Mahaut continua à se battre, assénant coups de poing et de pied, obligeant ses assaillants à garder leurs distances pendant un long moment. Mais ils étaient cinq, costauds et déterminés ; et elle était exténuée. Elle n’arrivait même plus à reprendre sa respiration, sa cage thoracique paraissait peser une tonne et tous ses muscles brûlaient. L’un des hommes parvint à lui bloquer un bras ; elle lança l’autre dans la direction du plus grand, qui esquiva et lui taillada l’épaule à travers le manteau. Décontenancée par la douleur, elle ne put éviter la prise du plus trapu de la bande et se retrouva à terre, maintenue par une demi-douzaine de mains gantées.
« À l’aide » voulut-elle encore appeler, mais l’avant-bras qui appuyait sur son cou l’empêchait d’émettre le moindre son. Paralysée par l’angoisse, elle leva les yeux vers le ciel et aperçut quelques étoiles pâlottes. Ce n’était pas un mauvais rêve ; pour la première fois, elle ne pouvait s’accrocher à l’espoir de se réveiller dans son lit. Ces brutes avaient une mission et allaient la mener à bien. Les mâchoires serrées, elle contempla l’idée de sa prochaine disparition dans le néant. Putain, elle n’avait que vingt-deux ans ! Elle revit le sourire de Sam et la foule des membres du mouvement, qui poursuivraient leur lutte sans elle — ou pas.
Penché au-dessus d’elle, le grand type faisait tournoyer son arme dans sa main. Il fit mine de prendre de l’élan pour préparer sa frappe, mais le tueur qui se tenait à côté de lui barra son geste avec le bras.
« Attends, j’ai envie de m’amuser un peu avec elle… annonça-t-il dans un français à l’accent local.
— Ce ne sont pas les ordres, contra l’autre d’un ton agacé.
— Mais elle est vachement bonne ! Les filles qui se battent, ça m’excite trop. Et ce sera plus crédible comme ça : Toro a dit qu’il fallait que ça ait l’air d’une agression, pas d’une exécution professionnelle… J’en ai pour deux minutes. »

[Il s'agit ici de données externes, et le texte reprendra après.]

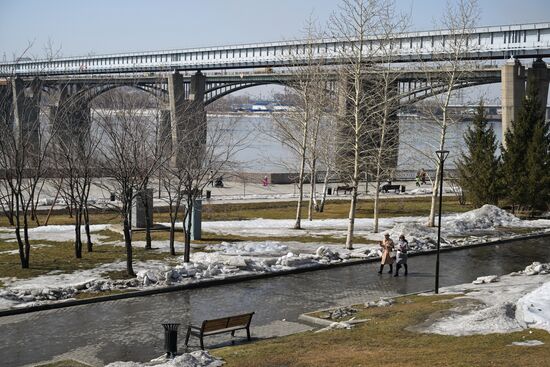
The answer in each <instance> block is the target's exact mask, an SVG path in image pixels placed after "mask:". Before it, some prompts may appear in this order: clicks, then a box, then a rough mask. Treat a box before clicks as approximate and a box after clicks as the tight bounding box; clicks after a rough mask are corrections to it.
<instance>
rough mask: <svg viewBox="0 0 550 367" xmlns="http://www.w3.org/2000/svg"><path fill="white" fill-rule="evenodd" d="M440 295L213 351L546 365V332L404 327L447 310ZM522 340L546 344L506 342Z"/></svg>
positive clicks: (228, 358) (453, 365)
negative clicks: (365, 323)
mask: <svg viewBox="0 0 550 367" xmlns="http://www.w3.org/2000/svg"><path fill="white" fill-rule="evenodd" d="M441 298H442V297H441V296H439V297H435V296H434V297H421V296H415V297H408V298H401V299H399V302H398V303H397V304H395V305H393V306H391V307H386V308H369V309H366V310H365V311H364V312H361V313H360V314H359V315H358V316H357V317H358V318H363V317H365V318H369V319H370V321H368V322H367V323H366V324H363V325H361V326H358V327H356V328H354V329H352V330H334V331H330V332H325V333H318V334H314V333H311V332H307V333H301V334H296V335H292V336H288V337H283V338H276V339H271V340H264V341H259V342H255V343H251V344H246V345H241V346H233V347H226V348H222V349H217V350H214V351H213V354H214V355H216V356H219V357H222V358H224V360H225V361H226V362H227V364H226V366H228V367H231V366H239V367H268V366H269V367H274V366H296V367H298V366H299V367H305V366H326V367H330V366H334V367H341V366H392V367H405V366H407V367H409V366H413V367H414V366H418V367H420V366H422V367H425V366H463V367H466V366H467V367H471V366H510V367H511V366H528V365H532V366H546V365H548V361H550V348H548V344H549V343H550V334H549V333H548V332H546V331H541V330H527V331H522V332H516V333H509V334H490V335H476V336H466V337H453V336H441V335H433V334H417V333H413V332H409V331H406V330H405V329H406V327H407V326H409V325H416V324H418V323H420V322H423V321H424V320H426V319H427V318H428V317H429V315H430V314H433V313H434V312H438V311H442V310H445V309H447V308H449V307H450V306H449V304H447V303H434V302H433V301H434V300H438V299H441ZM410 301H412V303H408V302H410ZM524 338H525V339H537V340H541V341H543V342H544V343H546V344H545V345H542V346H538V347H530V348H528V349H525V348H526V347H518V346H509V345H510V344H511V343H512V342H514V341H521V340H524Z"/></svg>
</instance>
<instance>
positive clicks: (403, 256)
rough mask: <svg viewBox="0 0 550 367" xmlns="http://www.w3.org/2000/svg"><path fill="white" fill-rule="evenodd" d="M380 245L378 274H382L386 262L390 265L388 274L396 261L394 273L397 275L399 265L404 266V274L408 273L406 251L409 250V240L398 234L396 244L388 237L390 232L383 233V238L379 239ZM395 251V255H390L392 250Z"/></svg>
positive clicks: (390, 270) (390, 272)
mask: <svg viewBox="0 0 550 367" xmlns="http://www.w3.org/2000/svg"><path fill="white" fill-rule="evenodd" d="M380 247H381V248H382V261H381V263H380V270H379V271H378V274H382V271H383V270H384V265H386V264H388V265H389V266H390V270H389V271H388V273H389V274H392V273H393V263H394V261H396V263H397V267H396V269H395V275H394V276H396V277H397V276H399V270H400V269H401V266H403V267H404V268H405V276H406V275H407V274H408V273H409V268H408V266H407V253H408V252H409V242H408V241H407V240H406V239H405V236H404V235H401V236H399V241H397V246H396V245H395V243H394V242H393V240H392V239H391V238H390V234H389V233H386V234H384V240H382V241H380ZM394 249H395V250H396V251H397V255H396V257H395V258H394V257H392V252H393V250H394Z"/></svg>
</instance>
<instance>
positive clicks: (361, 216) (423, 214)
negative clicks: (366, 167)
mask: <svg viewBox="0 0 550 367" xmlns="http://www.w3.org/2000/svg"><path fill="white" fill-rule="evenodd" d="M443 202H444V204H443V211H444V212H465V211H468V210H471V209H472V207H471V206H469V205H460V204H459V203H458V201H457V200H456V198H454V197H444V198H443ZM430 203H431V201H430V198H428V197H407V198H393V197H392V198H387V199H386V198H384V199H382V200H381V201H380V206H379V213H380V217H381V218H384V217H396V216H397V217H399V216H417V215H425V216H427V215H428V214H429V212H430ZM304 204H305V202H304ZM305 206H306V207H304V208H303V210H302V215H303V217H306V216H307V205H305ZM372 211H373V201H372V200H359V203H358V205H357V218H372ZM348 214H349V201H348V200H331V201H328V202H327V203H326V205H325V210H324V212H323V213H314V216H313V217H314V219H334V218H347V217H348ZM295 215H296V202H295V201H285V202H263V203H242V204H223V205H205V206H204V209H203V218H204V219H205V220H242V219H251V218H265V219H291V218H294V217H295Z"/></svg>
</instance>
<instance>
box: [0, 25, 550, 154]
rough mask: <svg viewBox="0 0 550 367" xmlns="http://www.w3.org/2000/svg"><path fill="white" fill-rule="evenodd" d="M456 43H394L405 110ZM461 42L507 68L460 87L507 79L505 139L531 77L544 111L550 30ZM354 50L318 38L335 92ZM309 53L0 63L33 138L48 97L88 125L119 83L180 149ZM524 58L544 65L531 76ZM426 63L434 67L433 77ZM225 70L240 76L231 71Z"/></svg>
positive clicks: (282, 78) (444, 89) (232, 53)
mask: <svg viewBox="0 0 550 367" xmlns="http://www.w3.org/2000/svg"><path fill="white" fill-rule="evenodd" d="M454 36H455V35H454V34H453V33H452V32H450V31H445V30H442V31H430V32H415V33H406V34H401V35H399V36H397V37H396V38H395V39H393V40H392V41H391V46H390V47H395V49H396V53H395V55H396V58H395V59H392V61H396V62H395V63H393V64H392V65H403V64H398V63H399V62H401V63H405V62H411V64H409V65H408V68H397V67H396V69H395V73H396V80H395V88H396V90H397V91H398V92H399V93H400V101H401V104H406V103H414V102H417V101H420V100H422V99H424V98H428V97H430V96H433V95H436V94H439V93H444V92H445V91H446V85H445V82H444V74H445V73H446V70H445V66H444V65H445V63H443V64H438V63H437V61H438V60H441V59H440V58H441V57H442V58H443V59H444V58H445V56H446V55H448V54H449V53H450V52H451V51H452V43H453V42H452V40H453V37H454ZM459 36H460V37H463V39H464V37H465V38H466V42H467V43H469V47H468V48H467V50H468V51H467V52H465V53H464V55H462V57H463V59H464V60H468V59H496V60H498V59H506V62H505V63H504V65H502V66H500V67H483V66H481V67H475V68H472V67H470V69H469V70H465V71H467V72H466V73H464V74H463V75H464V76H463V77H461V80H460V82H459V83H457V84H456V85H455V89H458V88H466V87H470V86H476V85H482V84H489V83H498V82H501V86H502V124H503V128H502V131H503V134H505V133H506V131H507V130H508V129H509V127H510V124H511V122H512V121H514V120H516V119H517V118H518V113H519V107H520V105H521V102H522V99H523V96H524V95H525V90H526V83H527V82H528V80H529V83H536V86H537V88H538V89H539V97H540V98H541V102H543V104H544V105H546V101H547V97H548V86H549V81H550V72H549V70H548V68H547V65H546V63H545V62H544V61H543V58H544V57H550V23H536V24H522V25H508V26H501V27H481V28H476V29H474V30H471V31H470V32H467V33H466V34H465V35H458V36H457V37H459ZM380 43H381V41H380V40H379V39H378V38H377V37H371V38H369V39H368V40H367V45H365V46H367V47H365V49H366V50H367V51H366V52H368V55H367V56H368V57H369V60H370V61H374V62H376V61H377V57H378V55H377V52H378V51H376V50H379V48H380V47H381V46H380ZM353 46H355V45H354V44H353V42H344V41H342V40H337V39H323V40H318V41H316V42H315V43H314V45H313V53H314V56H315V58H316V60H317V61H320V62H321V63H322V64H326V65H327V67H326V68H325V71H326V73H327V74H328V76H329V81H330V83H332V86H330V88H331V89H332V90H333V91H335V92H336V93H338V84H339V83H340V80H339V76H338V74H337V73H336V71H335V68H334V67H332V66H331V65H332V64H342V63H345V60H344V59H343V58H342V57H341V56H340V55H341V51H342V49H343V50H345V49H346V48H349V47H353ZM306 47H309V51H311V50H312V49H311V44H307V43H305V42H303V41H292V42H275V43H265V44H254V45H239V46H223V47H213V48H200V49H190V50H176V51H158V52H145V53H131V54H115V55H103V56H85V57H72V58H60V59H52V60H36V61H32V60H31V61H23V60H18V61H16V62H11V63H0V102H2V103H0V104H1V106H0V119H2V120H6V122H7V123H8V124H9V125H13V126H14V128H16V129H19V130H21V131H28V132H29V133H30V134H34V132H33V131H34V130H36V126H37V125H38V124H39V117H38V113H37V111H38V109H39V108H40V103H41V95H42V93H44V92H45V93H50V94H51V95H53V96H55V97H54V98H53V99H54V102H53V105H52V106H50V108H51V112H52V113H51V115H52V116H53V117H52V120H53V121H56V120H59V121H58V123H63V124H67V123H82V122H84V123H86V121H79V119H80V120H82V119H84V120H89V119H90V112H89V111H90V102H91V101H92V100H93V99H94V98H95V97H97V96H99V95H101V94H102V93H105V92H106V91H109V90H111V89H114V88H117V87H120V86H131V87H135V88H138V89H141V90H145V91H147V92H150V93H152V94H155V95H156V96H157V97H158V98H159V99H161V101H162V104H163V105H164V106H165V107H163V109H164V110H165V111H164V113H163V114H162V116H163V117H162V121H161V124H163V127H162V128H163V129H165V130H166V131H169V132H171V135H172V143H173V146H177V145H178V142H180V141H181V136H180V135H182V134H183V132H180V131H179V130H178V129H179V127H180V126H184V125H185V126H191V125H190V124H194V125H196V126H204V127H205V126H206V114H205V112H204V108H205V106H206V105H207V104H209V103H212V102H213V101H215V100H217V99H219V98H221V97H223V96H225V95H227V94H229V93H233V92H235V91H237V90H241V89H244V88H248V87H252V86H257V85H264V84H281V85H286V86H293V83H294V82H296V80H297V78H298V77H297V75H296V74H293V73H292V71H293V68H292V67H293V66H296V65H298V64H300V63H301V61H300V60H301V59H300V57H303V58H305V57H306ZM373 50H374V51H373ZM309 56H310V55H309ZM510 56H513V57H510ZM520 58H534V59H536V60H535V61H534V62H533V64H532V66H531V67H530V68H529V69H526V68H525V67H524V66H523V65H522V64H521V62H520ZM422 60H428V61H430V62H429V63H423V66H422V67H421V68H419V66H418V63H416V62H418V61H422ZM427 65H429V66H430V67H432V69H430V70H425V68H426V67H427ZM266 66H267V67H270V69H268V70H271V72H269V73H262V74H257V73H255V72H250V70H248V71H247V70H246V69H250V68H258V67H266ZM273 67H281V68H274V69H273ZM465 67H466V66H465ZM226 69H240V70H239V71H237V72H232V73H227V70H226ZM203 71H204V73H203ZM368 73H369V72H366V79H368ZM52 92H53V93H52ZM50 100H52V98H50ZM29 111H32V113H30V112H29ZM190 116H191V117H190ZM190 119H191V120H193V121H190ZM75 121H77V122H75ZM54 123H55V122H54ZM35 140H36V139H35Z"/></svg>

Le manque total d’empathie dans la voix glaciale étreignit le cœur de Mahaut comme un étau de terreur. L’homme défit la boucle de sa ceinture et les boutons de son pantalon, puis tira violemment pour descendre celui-ci jusqu’à ses chevilles. Il s’agenouilla ensuite en travers de ses jambes et plaça un cran d’arrêt contre sa gorge, tandis que les quatre autres s’écartaient.
Lorsqu’il s’allongea sur elle, Mahaut ne put retenir un mouvement pour se dégager. Instantanément, elle sentit la lame égratigner la peau de son cou. Elle s’immobilisa.
« Gigote pas ! rugit le type. Si tu gâches mon plaisir, je vais me fâcher et te le faire regretter. Profite plutôt du moment, vu que ce sera ton dernier. »
Le bruit des sirènes capta l’attention de Mahaut avant celle de son agresseur. Dès qu’il releva la tête, elle lui donna un puissant coup sous le bras afin d’écarter la menace de son couteau, puis roula sur le côté en mobilisant toute l’énergie qu’un vague espoir lui procurait. Surpris, l’homme bascula à terre pendant que Mahaut rampait vers le couvert de la haie.
« C’est foutu, on dégage ! » interpella le grand type à la ronde.
Les trois autres détalèrent en direction du cul-de-sac sans demander leur reste. L’assaillant de Mahaut, lui, se redressait tout en changeant sa lame de main. Il la jeta sur elle avec hargne, la touchant au mollet, avant de déguerpir avec le dernier de ses complices.
Mahaut remonta son pantalon et se traîna hors des buissons pour s’écrouler, sanglante et sanglotante, sur le béton du terrain de jeu. Elle était toujours vivante.